Padre Antonio napisał przedwczoraj: „Tak się zastanawiam i myślę, że chyba jednak strach jest dobrym rozwiązaniem motywacyjnym. Zawsze. Nie ważne czym będą straszyć, ważne że będą”.
Należę do tych użytkowników forum, którzy w dalszej perspektywie spodziewają się liberalizacji doktryn i zakazów WTS-u a także ewoluowania tej korporacji w kierunku miłego, propagującego zdrowy lifestyle i prorodzinnego ruchu dodatkowo umotywowanego religijnie.
Powoli zbliża się setna rocznica wybuchu I Wojny Światowej a za 26 lat minie 120 lat od tej daty. CK będzie musiało ostatecznie zarzucić nauczanie, że był to rok rozpoczęcia „czasów końca” Prawdopodobnie oznaczać to będzie mniejszy lub większy odpływ członków.
Jak sądzicie?:
Czy zanim WTS zacznie reformy doktryn i liberalizację pokusi się o przeprowadzenie jeszcze jednej głośnej i skomasowanej kampanii straszenia ludzkości „końcem świata”?
Czy spróbuje na roku 1914 i resztek z sędziwego pokolenia „ostatka” zrobić ostatni, wielki interes?
Czy możliwy jest jeszcze w obecnej dobie scenariusz z końca lat 60-tych i początku 70-tych?
Nieomal wszyscy na tym forum jesteśmy zgodni, że największy rozkwit tej Organizacji przypadał właśnie na lata szczególnego straszenia Armagedonem. Natomiast Raymond Franz w „Kryzysie sumienia” ujawnił, że jedyną metodą sprawdzania, czy decyzje CK pochodzą od Boga jest analiza statystyk. Tak więc obecna powolna liberalizacja w kontekście statystyk pewnie niepokoi tą część niereformowalną z Ciała Kierowniczego.

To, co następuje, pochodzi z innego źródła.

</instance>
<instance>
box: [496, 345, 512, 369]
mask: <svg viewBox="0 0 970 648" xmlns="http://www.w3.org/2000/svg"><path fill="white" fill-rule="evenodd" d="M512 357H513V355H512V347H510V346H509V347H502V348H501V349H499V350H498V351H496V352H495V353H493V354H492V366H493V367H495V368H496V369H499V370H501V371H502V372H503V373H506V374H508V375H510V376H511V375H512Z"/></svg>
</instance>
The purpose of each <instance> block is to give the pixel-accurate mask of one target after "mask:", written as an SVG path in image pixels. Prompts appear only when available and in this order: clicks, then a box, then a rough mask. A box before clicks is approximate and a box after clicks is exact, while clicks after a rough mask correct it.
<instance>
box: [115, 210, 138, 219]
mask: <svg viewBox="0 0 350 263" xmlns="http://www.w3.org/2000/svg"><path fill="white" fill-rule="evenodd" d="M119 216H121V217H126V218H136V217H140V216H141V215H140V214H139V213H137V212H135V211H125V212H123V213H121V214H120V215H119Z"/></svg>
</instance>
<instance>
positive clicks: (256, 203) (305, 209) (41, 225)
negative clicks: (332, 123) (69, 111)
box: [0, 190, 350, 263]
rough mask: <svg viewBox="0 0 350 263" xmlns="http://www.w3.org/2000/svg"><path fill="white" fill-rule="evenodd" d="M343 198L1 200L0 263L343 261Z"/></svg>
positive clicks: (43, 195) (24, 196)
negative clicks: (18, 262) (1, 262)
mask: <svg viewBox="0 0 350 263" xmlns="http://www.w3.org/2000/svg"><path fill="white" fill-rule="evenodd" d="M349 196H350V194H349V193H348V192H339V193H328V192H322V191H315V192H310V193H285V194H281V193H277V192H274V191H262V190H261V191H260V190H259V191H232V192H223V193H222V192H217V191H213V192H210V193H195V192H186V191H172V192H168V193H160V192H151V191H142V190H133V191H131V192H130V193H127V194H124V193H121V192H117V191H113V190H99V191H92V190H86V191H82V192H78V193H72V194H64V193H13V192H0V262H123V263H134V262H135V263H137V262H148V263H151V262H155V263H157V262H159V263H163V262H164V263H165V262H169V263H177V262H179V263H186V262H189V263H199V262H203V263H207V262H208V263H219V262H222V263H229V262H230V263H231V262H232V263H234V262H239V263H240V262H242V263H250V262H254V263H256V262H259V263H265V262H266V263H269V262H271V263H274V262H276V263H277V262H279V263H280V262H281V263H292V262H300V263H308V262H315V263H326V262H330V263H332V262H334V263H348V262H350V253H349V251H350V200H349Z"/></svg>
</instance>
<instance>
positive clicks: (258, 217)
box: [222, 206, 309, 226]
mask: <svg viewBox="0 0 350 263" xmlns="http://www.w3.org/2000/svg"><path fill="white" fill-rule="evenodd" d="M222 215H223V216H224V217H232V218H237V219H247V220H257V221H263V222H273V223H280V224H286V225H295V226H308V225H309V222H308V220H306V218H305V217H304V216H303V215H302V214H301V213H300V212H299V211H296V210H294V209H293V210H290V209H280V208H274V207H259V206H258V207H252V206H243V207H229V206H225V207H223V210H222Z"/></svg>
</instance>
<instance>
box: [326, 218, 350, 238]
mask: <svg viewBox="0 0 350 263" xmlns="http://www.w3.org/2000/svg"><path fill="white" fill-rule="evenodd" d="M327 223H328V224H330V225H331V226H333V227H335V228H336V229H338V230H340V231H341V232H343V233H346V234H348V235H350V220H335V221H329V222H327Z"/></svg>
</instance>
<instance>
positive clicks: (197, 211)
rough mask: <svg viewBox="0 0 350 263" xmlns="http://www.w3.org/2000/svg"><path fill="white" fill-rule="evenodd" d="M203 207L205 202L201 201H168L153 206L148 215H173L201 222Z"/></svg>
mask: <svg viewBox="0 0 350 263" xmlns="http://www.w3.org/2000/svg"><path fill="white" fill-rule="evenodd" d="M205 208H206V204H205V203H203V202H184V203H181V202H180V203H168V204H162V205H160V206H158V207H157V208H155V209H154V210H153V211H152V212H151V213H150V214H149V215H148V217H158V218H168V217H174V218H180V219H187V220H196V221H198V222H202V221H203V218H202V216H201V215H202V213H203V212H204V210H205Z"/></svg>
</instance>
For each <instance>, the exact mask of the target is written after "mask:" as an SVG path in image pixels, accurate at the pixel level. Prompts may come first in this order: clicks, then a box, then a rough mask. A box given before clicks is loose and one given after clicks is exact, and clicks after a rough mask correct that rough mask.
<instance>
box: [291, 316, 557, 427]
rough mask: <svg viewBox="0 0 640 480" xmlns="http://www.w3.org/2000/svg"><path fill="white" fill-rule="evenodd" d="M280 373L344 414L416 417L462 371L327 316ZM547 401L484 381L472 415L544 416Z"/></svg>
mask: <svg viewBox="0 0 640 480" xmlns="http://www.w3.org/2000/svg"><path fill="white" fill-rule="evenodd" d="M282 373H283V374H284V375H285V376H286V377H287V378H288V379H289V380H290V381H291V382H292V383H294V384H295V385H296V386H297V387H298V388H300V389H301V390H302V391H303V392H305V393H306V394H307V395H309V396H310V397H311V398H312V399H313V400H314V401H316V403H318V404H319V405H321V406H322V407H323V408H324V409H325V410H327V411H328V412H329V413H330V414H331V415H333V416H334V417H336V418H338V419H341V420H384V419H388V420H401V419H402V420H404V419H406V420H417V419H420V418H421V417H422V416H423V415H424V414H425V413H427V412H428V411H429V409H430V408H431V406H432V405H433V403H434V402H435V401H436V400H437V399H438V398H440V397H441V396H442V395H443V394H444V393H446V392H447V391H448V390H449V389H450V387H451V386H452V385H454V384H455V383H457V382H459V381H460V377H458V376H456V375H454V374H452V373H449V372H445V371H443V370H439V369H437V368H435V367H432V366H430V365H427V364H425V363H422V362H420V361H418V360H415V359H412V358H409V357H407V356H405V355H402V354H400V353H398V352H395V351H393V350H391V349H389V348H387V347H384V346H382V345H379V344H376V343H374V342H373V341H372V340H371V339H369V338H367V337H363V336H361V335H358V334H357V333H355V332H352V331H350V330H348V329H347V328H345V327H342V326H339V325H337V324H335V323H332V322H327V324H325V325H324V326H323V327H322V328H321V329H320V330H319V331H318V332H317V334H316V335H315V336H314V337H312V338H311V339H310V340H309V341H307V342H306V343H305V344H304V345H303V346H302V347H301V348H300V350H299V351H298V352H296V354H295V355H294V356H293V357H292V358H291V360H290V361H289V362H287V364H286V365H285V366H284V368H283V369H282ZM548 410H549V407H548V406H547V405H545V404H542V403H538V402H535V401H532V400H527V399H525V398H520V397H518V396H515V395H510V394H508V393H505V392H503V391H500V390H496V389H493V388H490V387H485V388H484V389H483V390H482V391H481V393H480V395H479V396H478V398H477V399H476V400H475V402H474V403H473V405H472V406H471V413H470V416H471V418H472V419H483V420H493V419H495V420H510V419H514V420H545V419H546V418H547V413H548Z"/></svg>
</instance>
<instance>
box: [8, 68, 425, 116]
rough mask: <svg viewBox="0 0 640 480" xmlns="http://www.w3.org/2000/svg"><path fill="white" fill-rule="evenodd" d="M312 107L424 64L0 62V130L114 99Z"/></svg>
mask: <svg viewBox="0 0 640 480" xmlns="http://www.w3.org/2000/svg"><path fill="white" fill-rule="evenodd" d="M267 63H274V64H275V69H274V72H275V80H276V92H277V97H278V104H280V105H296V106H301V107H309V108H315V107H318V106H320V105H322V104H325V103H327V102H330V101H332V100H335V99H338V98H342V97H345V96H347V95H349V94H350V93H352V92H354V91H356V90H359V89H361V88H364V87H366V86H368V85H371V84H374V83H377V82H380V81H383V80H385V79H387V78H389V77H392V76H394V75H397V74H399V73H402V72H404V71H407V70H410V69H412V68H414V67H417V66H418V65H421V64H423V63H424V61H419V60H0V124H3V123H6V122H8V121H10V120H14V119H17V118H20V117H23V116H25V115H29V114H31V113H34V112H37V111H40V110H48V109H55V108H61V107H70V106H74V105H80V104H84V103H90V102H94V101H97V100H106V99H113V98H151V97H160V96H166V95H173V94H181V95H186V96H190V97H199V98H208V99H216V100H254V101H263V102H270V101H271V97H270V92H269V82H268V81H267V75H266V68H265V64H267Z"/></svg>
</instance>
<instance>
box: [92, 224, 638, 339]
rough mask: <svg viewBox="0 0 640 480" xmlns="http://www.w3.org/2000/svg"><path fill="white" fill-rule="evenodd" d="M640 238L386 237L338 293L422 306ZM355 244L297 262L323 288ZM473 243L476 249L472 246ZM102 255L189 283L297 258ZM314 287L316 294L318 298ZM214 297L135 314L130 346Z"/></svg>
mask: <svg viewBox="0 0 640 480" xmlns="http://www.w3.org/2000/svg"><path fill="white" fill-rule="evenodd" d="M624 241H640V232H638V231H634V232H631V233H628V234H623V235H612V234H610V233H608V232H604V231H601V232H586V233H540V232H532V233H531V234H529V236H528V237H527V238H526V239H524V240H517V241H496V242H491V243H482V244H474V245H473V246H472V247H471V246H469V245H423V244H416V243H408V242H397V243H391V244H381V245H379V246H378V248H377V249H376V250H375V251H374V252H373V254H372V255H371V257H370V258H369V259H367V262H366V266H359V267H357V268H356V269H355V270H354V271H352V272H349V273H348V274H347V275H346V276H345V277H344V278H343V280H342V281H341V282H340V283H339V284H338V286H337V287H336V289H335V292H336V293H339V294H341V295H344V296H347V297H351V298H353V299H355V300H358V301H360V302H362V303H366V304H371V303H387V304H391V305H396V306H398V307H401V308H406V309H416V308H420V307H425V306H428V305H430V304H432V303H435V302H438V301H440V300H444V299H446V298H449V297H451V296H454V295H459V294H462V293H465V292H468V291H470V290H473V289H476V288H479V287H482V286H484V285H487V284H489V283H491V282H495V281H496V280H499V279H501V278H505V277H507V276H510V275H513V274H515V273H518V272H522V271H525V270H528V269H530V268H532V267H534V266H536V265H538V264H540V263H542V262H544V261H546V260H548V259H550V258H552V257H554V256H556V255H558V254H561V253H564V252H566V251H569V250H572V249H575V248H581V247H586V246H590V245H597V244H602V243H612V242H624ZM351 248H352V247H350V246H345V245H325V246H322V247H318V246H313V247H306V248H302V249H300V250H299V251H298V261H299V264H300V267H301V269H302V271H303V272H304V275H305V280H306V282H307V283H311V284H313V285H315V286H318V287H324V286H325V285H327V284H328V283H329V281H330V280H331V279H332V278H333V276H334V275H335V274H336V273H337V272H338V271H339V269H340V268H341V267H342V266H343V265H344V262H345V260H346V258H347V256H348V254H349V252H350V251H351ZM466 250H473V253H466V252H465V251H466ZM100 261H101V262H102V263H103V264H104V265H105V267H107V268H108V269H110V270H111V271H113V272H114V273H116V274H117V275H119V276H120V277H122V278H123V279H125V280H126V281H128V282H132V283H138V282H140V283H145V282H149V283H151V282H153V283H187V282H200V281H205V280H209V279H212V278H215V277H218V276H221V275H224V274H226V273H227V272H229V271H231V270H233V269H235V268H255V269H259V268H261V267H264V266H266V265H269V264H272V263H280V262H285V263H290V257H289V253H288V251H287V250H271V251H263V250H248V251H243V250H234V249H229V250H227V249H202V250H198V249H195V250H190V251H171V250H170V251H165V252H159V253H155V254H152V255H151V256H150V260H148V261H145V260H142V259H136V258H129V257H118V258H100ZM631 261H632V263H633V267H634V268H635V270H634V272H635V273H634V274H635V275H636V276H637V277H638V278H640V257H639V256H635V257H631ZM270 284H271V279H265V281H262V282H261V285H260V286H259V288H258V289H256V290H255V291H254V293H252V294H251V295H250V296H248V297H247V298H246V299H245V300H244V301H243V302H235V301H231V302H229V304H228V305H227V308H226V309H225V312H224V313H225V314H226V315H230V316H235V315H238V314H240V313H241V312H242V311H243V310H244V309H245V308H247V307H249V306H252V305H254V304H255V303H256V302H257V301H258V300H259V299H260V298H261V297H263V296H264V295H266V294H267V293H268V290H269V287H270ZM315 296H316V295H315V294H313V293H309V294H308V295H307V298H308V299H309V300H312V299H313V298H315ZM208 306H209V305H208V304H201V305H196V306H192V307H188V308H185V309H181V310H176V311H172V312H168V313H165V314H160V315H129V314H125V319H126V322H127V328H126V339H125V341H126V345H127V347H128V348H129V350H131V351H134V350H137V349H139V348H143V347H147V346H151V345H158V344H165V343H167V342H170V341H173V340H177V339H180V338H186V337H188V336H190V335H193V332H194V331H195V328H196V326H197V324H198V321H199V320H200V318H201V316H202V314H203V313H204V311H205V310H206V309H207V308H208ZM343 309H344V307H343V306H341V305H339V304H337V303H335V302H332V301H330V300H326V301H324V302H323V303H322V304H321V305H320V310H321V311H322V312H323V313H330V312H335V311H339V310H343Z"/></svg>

Osobiście skłaniam się, że licząc na amnezję szeregowych ŚJ a także całego społeczeństwa, jako ruch apokaliptyczny użyją ponownie sprawdzonej metody wieszczenia rychłego „końca świata”. Z drugiej strony zastanawiam się czy strach przed kompletną kompromitacją w dobie ogólnego dostępu do wiedzy choćby z internetu skutecznie odwiedzie przywódców ruchu od takiego scenariusza.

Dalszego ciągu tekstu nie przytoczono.